For the first time ever in the UK, cashless payments have overtaken the amount forked out in notes and coins.
This is according to the Payments Council, the body which represents the payments industry in this country, and has just published its data gathered from 2014.
Cash payments made by consumers and businesses throughout 2014 dropped to 48 per cent of total outlay, down from 52 per cent in 2013.
That meant non-cash payments – including debit and credit cards, direct debits, internet-based payments, bank transfers, transactions over the phone, and yes, good old cheques which are still kicking about – took the majority share this time around with 52 per cent.
However, if you focus solely on consumers, cash still reigns king over cashless payments, with a 52 per cent share (again) if you ignore the business side of the equation. However, the Payments Council reckons that even the consumer figure for cash will drop below the 50 per cent mark next year – but we’ll see a slow decline. Cash won’t be doing a disappearing act any time soon.
Cash is, of course, still the most prevalent single payment method going by volume, with debit cards in second place, the latter being used in 24 per cent of transactions.
Winston Bond, European Technical Manager at Arxan Technologies: “The figures released by The Payments Council reflect the trend seen in customers choosing to use automated and debit card transaction methods, such as contactless and mobile payments to pay for their groceries.
"With many retailers and banks rushing to launch innovative approaches for financial services via mobile applications, one vital question that needs to be addressed is that of security. As they compete on the latest and greatest apps to gain either new consumers or maintain existing loyalty, there is the risk that security will fall by the wayside in favour of aggressive time-to-market deadlines.
"Most organisations are taking a software-based approach to mobile payments via cloud-based approaches, such as Host Card Emulation (HCE) capabilities, but to ensure they don’t fall victim to a hack attack they must ensure that the cryptographic payment tokens within their software are properly secured with a software secure element that provides anti-tampering and white-box cryptography technology.
"The use of tokenisation technology replaces private card data with a HCE token that protects privacy and prevents fraud in mobile payment transactions. Delivering such a holistic and robust level of protection for the mobile payments sector is critically important as these new capabilities see broad consumer adoption.”
Paul Heywood, MD EMEA at Dyn (opens in new tab): “With consumers increasingly relying solely on electronic payments such as contactless and debit cards, both merchants and banks in the UK will need to ensure that their digital properties can handle the increased activity in digital banking.
"Banks and their digital suppliers rely on Internet Performance to ensure that all transactions and updates are up and running, even at peak times. As the UK moves towards a cashless economy, the risk of digital banking suffering downtime or delays needs to be completely eliminated as there is no alternative payment method. If merchants and banks don’t make their Internet Performance a priority, they risk upsetting valuable customers.

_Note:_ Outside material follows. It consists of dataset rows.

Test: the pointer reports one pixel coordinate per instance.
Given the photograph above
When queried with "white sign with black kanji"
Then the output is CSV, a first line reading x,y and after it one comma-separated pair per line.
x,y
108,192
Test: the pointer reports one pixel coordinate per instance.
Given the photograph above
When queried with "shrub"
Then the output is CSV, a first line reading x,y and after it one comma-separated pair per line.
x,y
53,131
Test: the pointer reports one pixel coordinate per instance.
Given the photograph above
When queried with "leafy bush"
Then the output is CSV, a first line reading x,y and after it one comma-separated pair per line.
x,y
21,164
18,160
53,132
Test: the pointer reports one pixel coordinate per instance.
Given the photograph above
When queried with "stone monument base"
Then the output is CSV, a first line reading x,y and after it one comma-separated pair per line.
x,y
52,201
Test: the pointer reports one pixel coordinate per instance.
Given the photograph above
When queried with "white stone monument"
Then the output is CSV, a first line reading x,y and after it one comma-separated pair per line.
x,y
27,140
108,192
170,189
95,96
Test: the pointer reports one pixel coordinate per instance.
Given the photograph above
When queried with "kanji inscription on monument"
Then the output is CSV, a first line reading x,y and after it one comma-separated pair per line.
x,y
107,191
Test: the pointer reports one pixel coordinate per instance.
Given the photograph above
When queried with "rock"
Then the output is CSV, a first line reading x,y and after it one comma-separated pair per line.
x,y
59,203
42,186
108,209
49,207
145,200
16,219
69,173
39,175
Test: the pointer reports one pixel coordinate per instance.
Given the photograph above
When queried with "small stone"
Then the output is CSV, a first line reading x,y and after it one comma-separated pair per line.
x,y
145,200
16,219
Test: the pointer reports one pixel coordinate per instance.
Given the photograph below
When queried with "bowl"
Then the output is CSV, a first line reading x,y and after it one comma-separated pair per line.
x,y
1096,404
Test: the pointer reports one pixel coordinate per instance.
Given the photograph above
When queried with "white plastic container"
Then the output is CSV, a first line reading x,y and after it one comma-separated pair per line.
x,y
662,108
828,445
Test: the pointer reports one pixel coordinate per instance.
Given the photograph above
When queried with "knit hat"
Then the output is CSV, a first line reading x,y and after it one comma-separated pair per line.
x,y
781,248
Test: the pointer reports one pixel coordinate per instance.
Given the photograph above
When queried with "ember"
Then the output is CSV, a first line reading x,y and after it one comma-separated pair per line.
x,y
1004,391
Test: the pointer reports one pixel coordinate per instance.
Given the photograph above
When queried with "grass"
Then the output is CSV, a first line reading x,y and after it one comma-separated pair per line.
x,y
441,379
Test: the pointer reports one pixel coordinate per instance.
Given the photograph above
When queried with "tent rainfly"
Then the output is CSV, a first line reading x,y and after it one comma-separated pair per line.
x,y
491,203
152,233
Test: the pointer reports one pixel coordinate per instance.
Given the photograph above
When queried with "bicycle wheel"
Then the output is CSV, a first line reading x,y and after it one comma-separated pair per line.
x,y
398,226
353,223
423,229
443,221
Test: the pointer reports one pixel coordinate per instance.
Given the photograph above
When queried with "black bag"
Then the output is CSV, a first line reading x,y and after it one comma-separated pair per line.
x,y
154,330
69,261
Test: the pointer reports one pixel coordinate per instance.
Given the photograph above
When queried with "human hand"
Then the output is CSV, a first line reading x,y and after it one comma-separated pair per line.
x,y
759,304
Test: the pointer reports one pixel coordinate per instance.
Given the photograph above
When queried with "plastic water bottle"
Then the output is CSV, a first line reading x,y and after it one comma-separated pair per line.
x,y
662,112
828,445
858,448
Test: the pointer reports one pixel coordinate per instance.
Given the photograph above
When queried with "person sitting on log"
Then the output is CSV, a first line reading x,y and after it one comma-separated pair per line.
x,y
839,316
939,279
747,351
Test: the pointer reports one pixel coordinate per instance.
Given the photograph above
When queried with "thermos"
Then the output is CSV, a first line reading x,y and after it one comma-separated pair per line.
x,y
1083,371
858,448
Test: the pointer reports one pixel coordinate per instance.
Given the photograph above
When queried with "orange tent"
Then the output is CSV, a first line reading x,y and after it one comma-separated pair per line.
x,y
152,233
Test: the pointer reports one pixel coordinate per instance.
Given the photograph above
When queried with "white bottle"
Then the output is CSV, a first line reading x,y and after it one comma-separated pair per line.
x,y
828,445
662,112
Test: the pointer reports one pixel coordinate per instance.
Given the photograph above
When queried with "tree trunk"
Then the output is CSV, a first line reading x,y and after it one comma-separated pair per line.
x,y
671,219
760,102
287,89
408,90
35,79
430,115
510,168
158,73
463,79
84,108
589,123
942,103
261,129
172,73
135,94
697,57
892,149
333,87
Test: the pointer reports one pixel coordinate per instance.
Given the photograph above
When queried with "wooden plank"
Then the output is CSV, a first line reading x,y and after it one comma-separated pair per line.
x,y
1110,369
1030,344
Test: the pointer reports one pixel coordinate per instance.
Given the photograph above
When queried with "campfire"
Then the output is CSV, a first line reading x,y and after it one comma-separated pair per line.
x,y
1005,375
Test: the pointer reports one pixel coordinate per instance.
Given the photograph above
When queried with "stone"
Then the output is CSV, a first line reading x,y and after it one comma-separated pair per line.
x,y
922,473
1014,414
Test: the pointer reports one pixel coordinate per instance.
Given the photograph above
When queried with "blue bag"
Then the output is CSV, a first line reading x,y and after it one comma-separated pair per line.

"In order to ensure that their solutions are always available, banks and merchants should take latency seriously. Load balancing, for example, allows businesses to balance their load across multiple servers, which optimises resources, minimises response time, and avoids overload.
"The adoption of a hybrid approach to cloud computing and traditional data centres adds complexity to real time traffic routing with inter and intra app latency being a critical success factor.
"In addition, if you have a data centre or server failure, Active Failover enables the service to stay up and running as traffic is automatically re-routed to an alternate endpoint. Only by putting back-end systems in place that offer prevention can businesses ensure that the cashless economy keeps going around.”
Spiros Theodossiou, VP of Product Strategy at Skrill: “We are reaching a tipping point in the payments industry. With digital payments overtaking cash transactions for the first time, the move towards a cashless society is well underway. The significant growth seen in contactless transactions last year is further evidence that consumers are gravitating towards faster and more convenient ways to pay.
“In response, financial payments companies are delivering innovative new products, from digital wallets to contactless and mobile payment methods, increasing the options for consumers to move away from more traditional methods.
“For the younger generation in particular, expectations are high when it comes to the availability of alternative ways to pay. Where cash was once king, now card and digital payments are becoming a part of their day-to-day routine. Our own research shows four out of ten (42 per cent) people think that shops will cease to accept cash as a form of payment in the next twenty years, and one in five (20 per cent) 18-25 year olds think shops will stop accepting cash in just five years’ time.
“However, it is likely that cash will prevail for some time yet as consumers will find it hard to wean themselves completely off cash due to its physical nature and the flexibility it offers. Much like the decline of newspapers, digital alternatives may be more suited to our modern lives but many people remain reluctant to see the end of traditional methods quite yet.